Buffalo man’s story of surviving D-Day
The late Michael Accordino was a member of the 299th Combat Engineer Batallion on D-Day.
“For D-Day, we were munition men. We had to build the obstacles on the beach,” said then-Private Accordino in a 2011 interview. He and his mates were under heavy fire as they laid the way for infantry and artillery men to fight their way across and liberate Europe.
“There was a lot of firepower from the Germans up on the slope. Lots of machines guns, lots of mortars, lots of artillery as we were hitting the beach,” said Accordino. “We had to work in those conditions. One guy put it this way– imagine trying to mow your lawn, and your neighbor is throwing rocks at you. That’s what was happening to us.”

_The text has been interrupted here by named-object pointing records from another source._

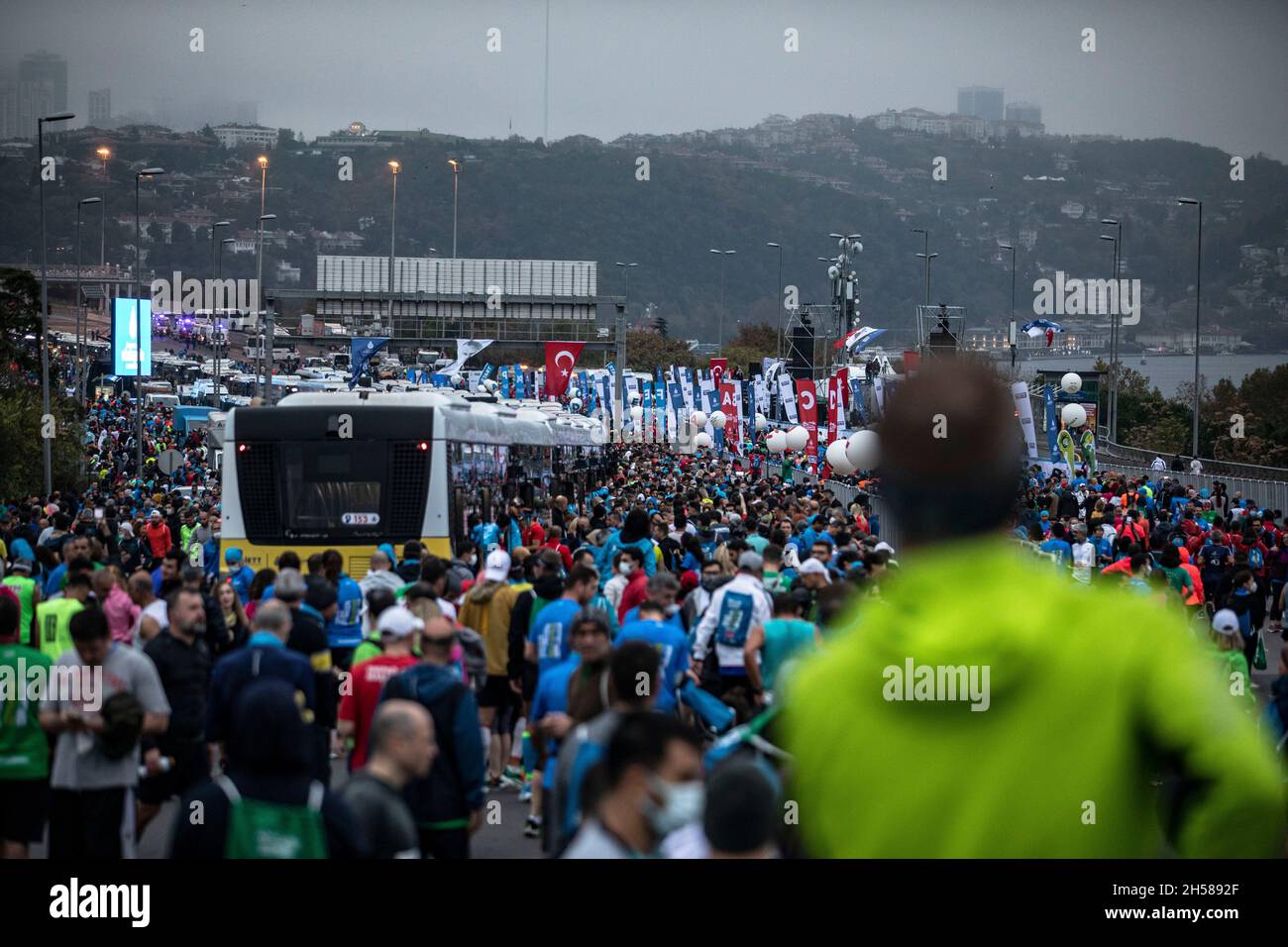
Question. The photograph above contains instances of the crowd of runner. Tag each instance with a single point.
(617, 661)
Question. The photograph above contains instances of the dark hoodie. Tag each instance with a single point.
(454, 787)
(268, 761)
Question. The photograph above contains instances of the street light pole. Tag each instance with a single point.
(214, 243)
(722, 254)
(44, 296)
(1112, 403)
(925, 254)
(266, 347)
(80, 307)
(1198, 295)
(778, 304)
(1012, 334)
(219, 337)
(393, 231)
(456, 176)
(138, 322)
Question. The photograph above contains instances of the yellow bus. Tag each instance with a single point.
(355, 470)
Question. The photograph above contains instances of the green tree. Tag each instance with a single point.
(750, 346)
(20, 317)
(647, 350)
(21, 427)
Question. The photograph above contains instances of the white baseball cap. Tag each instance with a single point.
(398, 621)
(812, 567)
(1225, 622)
(497, 566)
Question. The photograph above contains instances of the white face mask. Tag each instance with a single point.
(682, 804)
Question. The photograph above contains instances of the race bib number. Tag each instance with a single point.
(734, 620)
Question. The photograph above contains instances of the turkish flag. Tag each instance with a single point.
(719, 367)
(559, 371)
(806, 405)
(729, 406)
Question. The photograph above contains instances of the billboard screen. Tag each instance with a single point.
(127, 325)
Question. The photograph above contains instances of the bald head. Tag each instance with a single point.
(951, 451)
(141, 586)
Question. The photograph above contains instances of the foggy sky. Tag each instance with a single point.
(1197, 69)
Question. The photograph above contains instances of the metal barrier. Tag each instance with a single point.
(1258, 492)
(1222, 468)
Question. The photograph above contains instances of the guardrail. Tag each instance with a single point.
(1258, 492)
(1210, 466)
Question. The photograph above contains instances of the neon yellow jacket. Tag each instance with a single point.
(1089, 692)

Accordino’s story is one of survival, but it’s a story he told often through the years so that people wouldn’t forget the sacrifice of the thousands who didn’t make it off of Omaha Beach.

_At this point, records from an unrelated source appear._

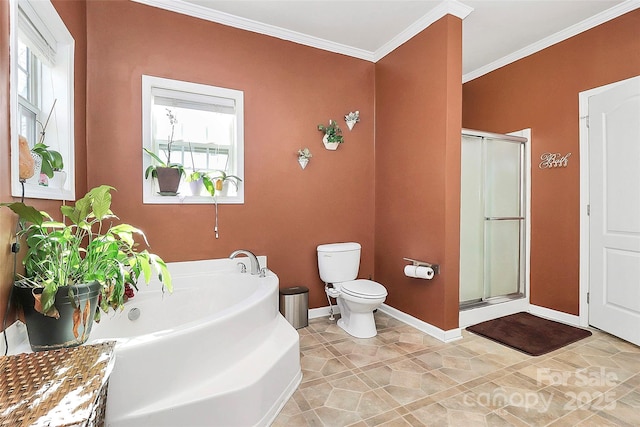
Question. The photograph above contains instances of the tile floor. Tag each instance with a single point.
(403, 377)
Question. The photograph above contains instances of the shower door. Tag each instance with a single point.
(492, 222)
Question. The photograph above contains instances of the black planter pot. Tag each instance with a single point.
(49, 333)
(168, 180)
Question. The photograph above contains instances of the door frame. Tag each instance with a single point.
(583, 118)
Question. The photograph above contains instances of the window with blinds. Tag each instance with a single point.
(199, 127)
(41, 83)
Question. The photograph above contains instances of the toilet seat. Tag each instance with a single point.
(363, 288)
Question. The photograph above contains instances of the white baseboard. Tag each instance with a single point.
(427, 328)
(322, 312)
(558, 316)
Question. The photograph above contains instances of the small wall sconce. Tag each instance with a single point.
(352, 118)
(303, 157)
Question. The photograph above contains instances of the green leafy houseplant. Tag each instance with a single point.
(333, 133)
(224, 177)
(51, 159)
(206, 181)
(167, 173)
(90, 248)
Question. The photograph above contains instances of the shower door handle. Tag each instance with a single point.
(503, 218)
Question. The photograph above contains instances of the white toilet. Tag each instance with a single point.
(338, 264)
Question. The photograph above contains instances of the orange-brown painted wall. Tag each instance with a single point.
(73, 14)
(7, 219)
(541, 92)
(418, 122)
(288, 90)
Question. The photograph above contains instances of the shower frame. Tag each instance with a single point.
(521, 291)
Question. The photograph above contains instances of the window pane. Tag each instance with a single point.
(27, 124)
(203, 127)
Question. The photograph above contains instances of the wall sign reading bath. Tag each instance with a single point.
(554, 160)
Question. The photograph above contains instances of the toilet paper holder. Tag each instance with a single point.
(435, 267)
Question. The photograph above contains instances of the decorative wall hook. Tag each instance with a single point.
(304, 154)
(352, 118)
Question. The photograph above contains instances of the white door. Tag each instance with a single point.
(614, 197)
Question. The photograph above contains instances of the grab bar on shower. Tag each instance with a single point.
(503, 218)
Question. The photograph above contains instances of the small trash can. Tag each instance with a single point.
(294, 305)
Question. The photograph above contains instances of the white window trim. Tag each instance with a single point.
(65, 48)
(148, 194)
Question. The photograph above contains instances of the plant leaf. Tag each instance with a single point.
(26, 213)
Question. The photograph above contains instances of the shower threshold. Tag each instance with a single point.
(471, 304)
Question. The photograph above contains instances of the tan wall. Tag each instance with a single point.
(541, 92)
(288, 90)
(418, 121)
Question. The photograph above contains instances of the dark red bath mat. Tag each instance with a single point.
(528, 333)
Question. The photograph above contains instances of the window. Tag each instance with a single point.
(41, 86)
(201, 128)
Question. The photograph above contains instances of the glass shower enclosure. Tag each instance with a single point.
(492, 219)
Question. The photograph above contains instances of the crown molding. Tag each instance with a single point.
(452, 7)
(223, 18)
(446, 7)
(580, 27)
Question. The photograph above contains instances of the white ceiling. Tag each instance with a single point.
(495, 32)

The machine gun bullets were landing at my feet. I moved, and a guy raised his sights. He was going to get me, so I turned around and ran back to the obstacle. It wasn’t very big, maybe eight inches of protection.
I laid there, and to my right, there were these guys with a big spool of wire, and I wondered what they were doing with this wire.
They were about ten yards away from me, and I yelled over, “what are you guys doing there?”
All the sudden, they got hit. I seem them rolling, swaying back and forth. They got hit. I looked like someone threw a mortar in there.
I got up, I got the hell out of there, man. I got to the new line, and I just kept on doing my job.
–Michael Accordino, remembering the D-Day invasion, June 6, 1944
Mr. Accordino was awarded the Purple Heart after receiving shrapnel wounds on the beach at Normandy. I spoke to him on D-Day in 2011. He died in 2012.
Buffalo’s Tomb of the Unknown Soldiers
First, it’s the story of Buffalo’s own Tomb of the Unknown Soldiers. 300 US Army volunteers, buried in a mass unmarked grave in the middle of what is now the Delaware Park Golf Course.
About 300 soldiers, who came to Buffalo to protect our national border during the War of 1812 and died of hunger and disease as they spent the winter of 1814 in tents in middle of what is now Delaware Park– but what was then America’s frontier.
In 1814, The Village of Buffaloe was described by one visitor as “a nest of villains, rogues, rescals, pickpockets, knaves, and extortioners.”
But it was volunteer soldiers from Virginia, Maryland, and Pennsylvania who’d marched to Buffalo to invade British Canada and defend Buffalo and Black Rock from invasion.
When winter came, they stayed. Wearing light summery uniforms and no winter boots, they lived in open ended tents. It was a particularly brutal winter, and food was slow to make it to the Camp at Buffalo, which was literally the end of the supply line. The food that did make it here was never enough and usually rancid.
Soldiers were dying up to ten a day, and with the ground frozen, the dead were first buried in shallow graves, then eventually just left in tents.
What was left of the army left Buffalo when spring came, but not before paying for three-hundred coffins and for two local men to bury the 300 dead– which they did, in what is now the Delaware Park Golf course.
They remain buried there to this day, a bolder in the middle of the golf course marks the spot where the 300 nameless, faceless men, who died here protecting our country, were laid to rest 204 years ago.
Their sacrifice was remembered this way when that boulder monument was dedicated in 1896:
May their noble example and this tribute to their honor and memory prove an incentive to future generations to emulate their unselfish loyalty and patriotism, when called upon to defend their country’s honor, and if need be die in defence of the flag, the glorious stripes and stars, emblem of liberty, equal rights and National unity.